When simplifying polynomials, always look to combine like terms, factor out common elements, and reduce fractions where possible. This step is crucial for solving equations, graphing polynomial functions, and understanding the fundamental aspects of polynomial expressions.

The degree of a polynomial is a very important concept as it tells us about the behavior of the graph of the polynomial function, such as how many turns it might have. It is fundamentally the highest exponent of the variable within the polynomial. After simplifying \(\frac{3 x^{5}+4 x}{6}\) to \(\frac{1}{2} x^{5} + \frac{2}{3} x\), we see that the highest exponent of \(x\) is 5. Consequently, this polynomial is classified as a fifth-degree polynomial.

Knowing the degree of a polynomial helps in predicting the number of roots and the end behavior of its graph. For instance, a fifth-degree polynomial could potentially have five roots and will have an odd-numbered end behavior, indicating that the two ends of the graph go opposite directions. It also suggests a certain number of maximum turns or changes in direction the graph can have. Being able to classify a polynomial by its degree is essential for these further analyses and for comprehending the structure and characteristics of polynomial functions.

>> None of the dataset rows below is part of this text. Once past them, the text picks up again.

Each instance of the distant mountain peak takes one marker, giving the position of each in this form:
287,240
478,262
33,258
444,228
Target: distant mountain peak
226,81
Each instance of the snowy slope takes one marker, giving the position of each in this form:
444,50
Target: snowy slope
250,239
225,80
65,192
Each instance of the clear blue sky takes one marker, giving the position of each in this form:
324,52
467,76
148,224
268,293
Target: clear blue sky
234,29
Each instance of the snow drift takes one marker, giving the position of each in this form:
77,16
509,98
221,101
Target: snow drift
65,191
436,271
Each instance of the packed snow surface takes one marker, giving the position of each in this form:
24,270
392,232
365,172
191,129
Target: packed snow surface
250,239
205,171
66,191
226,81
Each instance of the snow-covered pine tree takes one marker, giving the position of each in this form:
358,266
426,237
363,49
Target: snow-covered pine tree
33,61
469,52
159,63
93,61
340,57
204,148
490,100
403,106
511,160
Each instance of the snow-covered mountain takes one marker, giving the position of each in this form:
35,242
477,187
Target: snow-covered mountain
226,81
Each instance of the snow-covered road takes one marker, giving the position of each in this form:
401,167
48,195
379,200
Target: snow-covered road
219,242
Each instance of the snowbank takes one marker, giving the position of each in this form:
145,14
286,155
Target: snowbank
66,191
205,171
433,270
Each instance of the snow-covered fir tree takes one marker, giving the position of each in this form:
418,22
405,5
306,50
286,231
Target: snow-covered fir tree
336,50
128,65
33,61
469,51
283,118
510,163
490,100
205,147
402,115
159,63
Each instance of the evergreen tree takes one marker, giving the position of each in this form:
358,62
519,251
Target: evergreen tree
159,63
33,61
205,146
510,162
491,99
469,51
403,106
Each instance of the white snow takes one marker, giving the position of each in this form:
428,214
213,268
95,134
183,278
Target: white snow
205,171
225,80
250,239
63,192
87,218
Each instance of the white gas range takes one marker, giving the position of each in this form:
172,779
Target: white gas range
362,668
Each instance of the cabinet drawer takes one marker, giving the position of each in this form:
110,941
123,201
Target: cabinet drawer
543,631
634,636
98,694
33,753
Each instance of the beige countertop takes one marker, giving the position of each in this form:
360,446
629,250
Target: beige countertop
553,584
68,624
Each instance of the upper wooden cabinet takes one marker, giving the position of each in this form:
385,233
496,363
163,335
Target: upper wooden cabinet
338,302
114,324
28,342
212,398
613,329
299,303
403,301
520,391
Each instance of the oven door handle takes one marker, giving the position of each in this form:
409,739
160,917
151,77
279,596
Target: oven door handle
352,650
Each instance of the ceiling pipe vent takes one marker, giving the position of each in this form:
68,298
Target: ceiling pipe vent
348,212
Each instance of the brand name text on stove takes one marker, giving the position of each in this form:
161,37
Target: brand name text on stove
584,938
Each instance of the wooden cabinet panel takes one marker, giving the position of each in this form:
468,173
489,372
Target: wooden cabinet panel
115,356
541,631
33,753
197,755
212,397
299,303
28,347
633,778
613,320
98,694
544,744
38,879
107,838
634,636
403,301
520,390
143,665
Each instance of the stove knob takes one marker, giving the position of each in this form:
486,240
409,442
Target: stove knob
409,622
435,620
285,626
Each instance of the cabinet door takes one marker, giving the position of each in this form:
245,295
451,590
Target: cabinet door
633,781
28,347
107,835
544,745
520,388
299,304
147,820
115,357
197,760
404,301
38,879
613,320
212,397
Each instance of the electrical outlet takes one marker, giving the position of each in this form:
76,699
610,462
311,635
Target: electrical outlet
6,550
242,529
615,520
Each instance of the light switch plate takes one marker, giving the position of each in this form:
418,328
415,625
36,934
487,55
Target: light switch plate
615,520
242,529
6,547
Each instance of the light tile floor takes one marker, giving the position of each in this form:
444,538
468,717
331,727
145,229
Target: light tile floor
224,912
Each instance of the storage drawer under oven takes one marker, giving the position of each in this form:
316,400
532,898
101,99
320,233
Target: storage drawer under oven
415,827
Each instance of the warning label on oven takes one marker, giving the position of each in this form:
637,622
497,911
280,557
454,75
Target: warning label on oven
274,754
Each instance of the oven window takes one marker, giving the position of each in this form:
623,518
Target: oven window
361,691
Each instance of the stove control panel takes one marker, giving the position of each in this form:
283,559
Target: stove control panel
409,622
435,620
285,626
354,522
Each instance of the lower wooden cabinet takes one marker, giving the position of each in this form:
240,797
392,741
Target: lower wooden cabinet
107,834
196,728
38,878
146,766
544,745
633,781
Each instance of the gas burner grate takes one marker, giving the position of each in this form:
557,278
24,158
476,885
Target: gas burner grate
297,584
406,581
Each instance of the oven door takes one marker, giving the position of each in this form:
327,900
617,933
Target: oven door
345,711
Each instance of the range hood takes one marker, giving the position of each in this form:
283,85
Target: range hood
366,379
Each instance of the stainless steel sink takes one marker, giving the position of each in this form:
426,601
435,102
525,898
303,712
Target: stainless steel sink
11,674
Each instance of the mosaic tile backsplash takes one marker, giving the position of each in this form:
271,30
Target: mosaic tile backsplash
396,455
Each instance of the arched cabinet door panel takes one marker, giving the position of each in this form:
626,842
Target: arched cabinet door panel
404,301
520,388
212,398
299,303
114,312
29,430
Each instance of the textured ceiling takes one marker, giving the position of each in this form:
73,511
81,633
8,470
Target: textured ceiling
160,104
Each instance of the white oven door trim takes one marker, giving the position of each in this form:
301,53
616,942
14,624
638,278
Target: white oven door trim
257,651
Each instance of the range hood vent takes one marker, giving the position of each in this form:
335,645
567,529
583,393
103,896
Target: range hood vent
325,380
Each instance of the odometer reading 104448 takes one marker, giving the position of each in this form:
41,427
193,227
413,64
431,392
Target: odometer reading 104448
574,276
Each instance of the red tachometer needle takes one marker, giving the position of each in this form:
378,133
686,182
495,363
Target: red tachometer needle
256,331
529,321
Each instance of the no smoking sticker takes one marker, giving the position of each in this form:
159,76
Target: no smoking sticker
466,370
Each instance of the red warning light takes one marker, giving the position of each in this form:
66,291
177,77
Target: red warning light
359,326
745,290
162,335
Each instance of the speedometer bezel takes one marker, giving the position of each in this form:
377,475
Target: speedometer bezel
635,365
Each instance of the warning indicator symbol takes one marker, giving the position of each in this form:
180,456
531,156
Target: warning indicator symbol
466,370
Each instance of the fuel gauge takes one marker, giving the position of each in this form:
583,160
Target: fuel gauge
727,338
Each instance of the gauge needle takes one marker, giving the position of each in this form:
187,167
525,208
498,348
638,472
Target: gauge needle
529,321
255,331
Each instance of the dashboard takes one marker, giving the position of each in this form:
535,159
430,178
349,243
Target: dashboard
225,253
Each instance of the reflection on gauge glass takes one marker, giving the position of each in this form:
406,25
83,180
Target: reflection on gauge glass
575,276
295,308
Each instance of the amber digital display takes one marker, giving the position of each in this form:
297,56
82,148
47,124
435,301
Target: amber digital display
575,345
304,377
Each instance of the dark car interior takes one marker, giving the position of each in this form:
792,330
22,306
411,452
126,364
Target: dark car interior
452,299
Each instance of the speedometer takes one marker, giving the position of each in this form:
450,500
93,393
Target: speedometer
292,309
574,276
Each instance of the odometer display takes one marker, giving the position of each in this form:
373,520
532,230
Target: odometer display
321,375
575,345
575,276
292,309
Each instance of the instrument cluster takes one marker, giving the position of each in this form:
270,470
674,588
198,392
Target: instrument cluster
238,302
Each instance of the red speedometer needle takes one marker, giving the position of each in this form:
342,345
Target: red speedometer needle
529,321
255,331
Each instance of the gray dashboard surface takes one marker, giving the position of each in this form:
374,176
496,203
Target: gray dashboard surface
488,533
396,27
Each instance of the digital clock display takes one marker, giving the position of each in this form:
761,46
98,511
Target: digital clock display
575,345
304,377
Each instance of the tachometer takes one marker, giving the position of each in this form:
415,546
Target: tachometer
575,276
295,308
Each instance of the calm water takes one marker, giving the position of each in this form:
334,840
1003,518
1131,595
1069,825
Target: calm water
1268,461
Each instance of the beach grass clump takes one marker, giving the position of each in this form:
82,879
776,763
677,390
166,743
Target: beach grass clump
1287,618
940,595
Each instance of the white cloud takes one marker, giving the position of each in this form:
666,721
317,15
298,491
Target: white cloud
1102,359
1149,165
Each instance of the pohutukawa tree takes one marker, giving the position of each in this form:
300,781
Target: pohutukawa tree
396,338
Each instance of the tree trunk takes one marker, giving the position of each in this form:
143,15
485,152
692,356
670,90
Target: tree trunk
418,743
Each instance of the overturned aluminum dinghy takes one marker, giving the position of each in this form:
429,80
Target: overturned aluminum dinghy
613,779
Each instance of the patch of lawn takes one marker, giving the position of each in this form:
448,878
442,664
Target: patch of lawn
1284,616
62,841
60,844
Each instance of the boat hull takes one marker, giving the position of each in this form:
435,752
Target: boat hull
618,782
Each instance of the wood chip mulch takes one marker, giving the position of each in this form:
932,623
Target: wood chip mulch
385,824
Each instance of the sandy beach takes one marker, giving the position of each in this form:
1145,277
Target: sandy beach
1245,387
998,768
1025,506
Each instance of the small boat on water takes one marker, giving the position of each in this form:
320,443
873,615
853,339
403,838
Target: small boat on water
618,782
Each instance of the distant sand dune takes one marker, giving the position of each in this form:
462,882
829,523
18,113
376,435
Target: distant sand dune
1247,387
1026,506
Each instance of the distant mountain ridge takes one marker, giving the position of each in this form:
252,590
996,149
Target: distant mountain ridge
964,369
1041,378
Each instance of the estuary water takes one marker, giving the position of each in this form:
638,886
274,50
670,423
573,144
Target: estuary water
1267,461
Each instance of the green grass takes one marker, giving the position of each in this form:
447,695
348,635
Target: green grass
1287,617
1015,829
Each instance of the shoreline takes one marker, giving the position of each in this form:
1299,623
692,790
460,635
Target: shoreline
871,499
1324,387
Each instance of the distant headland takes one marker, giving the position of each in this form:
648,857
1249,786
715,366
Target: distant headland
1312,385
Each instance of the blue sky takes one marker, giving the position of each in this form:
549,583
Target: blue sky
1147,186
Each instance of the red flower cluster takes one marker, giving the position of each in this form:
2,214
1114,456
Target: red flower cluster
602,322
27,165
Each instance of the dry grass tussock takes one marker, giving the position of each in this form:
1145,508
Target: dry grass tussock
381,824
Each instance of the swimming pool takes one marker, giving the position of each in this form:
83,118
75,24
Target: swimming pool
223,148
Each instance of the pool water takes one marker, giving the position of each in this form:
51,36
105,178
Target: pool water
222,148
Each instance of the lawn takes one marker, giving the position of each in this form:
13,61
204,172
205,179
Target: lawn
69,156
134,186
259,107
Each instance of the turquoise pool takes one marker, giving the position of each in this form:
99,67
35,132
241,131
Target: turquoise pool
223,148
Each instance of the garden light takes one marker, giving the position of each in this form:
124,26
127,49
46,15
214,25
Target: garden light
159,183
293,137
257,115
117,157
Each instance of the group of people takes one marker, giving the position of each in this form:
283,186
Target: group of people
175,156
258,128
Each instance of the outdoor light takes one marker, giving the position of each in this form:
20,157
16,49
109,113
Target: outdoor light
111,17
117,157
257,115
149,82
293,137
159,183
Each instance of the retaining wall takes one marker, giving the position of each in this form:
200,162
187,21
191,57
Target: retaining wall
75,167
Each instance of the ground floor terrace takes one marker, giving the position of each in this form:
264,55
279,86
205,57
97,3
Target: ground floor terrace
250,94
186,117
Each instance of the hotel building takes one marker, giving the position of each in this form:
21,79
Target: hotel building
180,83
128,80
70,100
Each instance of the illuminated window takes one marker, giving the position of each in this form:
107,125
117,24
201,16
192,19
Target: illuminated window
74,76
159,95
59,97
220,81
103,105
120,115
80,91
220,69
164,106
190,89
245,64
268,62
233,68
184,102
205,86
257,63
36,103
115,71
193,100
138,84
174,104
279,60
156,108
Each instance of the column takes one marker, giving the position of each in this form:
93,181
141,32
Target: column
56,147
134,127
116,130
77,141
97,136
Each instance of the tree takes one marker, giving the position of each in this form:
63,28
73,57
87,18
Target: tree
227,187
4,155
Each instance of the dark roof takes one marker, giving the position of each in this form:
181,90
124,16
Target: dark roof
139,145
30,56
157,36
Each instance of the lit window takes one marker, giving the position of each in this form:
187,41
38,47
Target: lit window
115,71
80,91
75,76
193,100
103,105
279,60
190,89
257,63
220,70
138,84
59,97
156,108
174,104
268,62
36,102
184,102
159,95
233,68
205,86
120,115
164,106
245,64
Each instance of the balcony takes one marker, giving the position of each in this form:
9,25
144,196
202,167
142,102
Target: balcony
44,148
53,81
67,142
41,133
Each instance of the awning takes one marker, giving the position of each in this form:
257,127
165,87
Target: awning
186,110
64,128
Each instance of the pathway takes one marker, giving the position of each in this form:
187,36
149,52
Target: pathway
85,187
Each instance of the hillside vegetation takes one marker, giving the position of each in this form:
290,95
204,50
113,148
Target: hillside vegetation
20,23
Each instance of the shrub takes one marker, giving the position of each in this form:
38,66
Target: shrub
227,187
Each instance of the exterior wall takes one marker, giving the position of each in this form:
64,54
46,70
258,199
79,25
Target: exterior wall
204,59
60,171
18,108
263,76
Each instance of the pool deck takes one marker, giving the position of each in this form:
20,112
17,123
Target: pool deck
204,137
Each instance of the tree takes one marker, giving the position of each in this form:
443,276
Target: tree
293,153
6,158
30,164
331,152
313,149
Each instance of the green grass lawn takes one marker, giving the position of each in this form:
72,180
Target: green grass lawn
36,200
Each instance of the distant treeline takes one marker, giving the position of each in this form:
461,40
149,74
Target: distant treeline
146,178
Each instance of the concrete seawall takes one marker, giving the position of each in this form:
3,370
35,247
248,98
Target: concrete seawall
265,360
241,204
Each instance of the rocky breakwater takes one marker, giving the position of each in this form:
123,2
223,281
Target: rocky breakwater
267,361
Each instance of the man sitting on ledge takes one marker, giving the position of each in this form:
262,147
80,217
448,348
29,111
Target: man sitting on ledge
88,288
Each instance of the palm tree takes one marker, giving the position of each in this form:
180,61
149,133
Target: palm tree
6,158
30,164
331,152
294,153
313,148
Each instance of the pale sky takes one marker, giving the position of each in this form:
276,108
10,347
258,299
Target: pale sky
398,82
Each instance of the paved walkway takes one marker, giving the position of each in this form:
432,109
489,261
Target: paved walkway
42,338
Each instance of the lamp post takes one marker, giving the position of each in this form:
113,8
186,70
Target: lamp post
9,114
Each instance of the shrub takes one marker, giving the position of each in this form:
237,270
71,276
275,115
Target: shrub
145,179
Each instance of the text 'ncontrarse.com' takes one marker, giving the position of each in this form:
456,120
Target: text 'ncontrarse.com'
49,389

Classifying a polynomial by the number of its terms is crucial as it gives insight into the form and complexity of the expression. After simplifying and writing \(\frac{3 x^{5}+4 x}{6}\) in standard form as \(\frac{1}{2} x^{5} + \frac{2}{3} x\), we can see that there are two terms in this polynomial. Terms are separated by addition or subtraction symbols, and each term is a product of a number, called a coefficient, and a variable raised to a power.

In this case, the polynomial is called a binomial because it contains two terms. If a polynomial has one, two, or three terms, it is called a monomial, binomial, or trinomial, respectively. Having more terms will simply classify it as a polynomial without a special name associated with the number of terms. This classification assists in identifying the type of polynomial you are dealing with and can dictate the approach to solving or manipulating the expression in relation to algebraic operations, factoring, and other mathematical processes.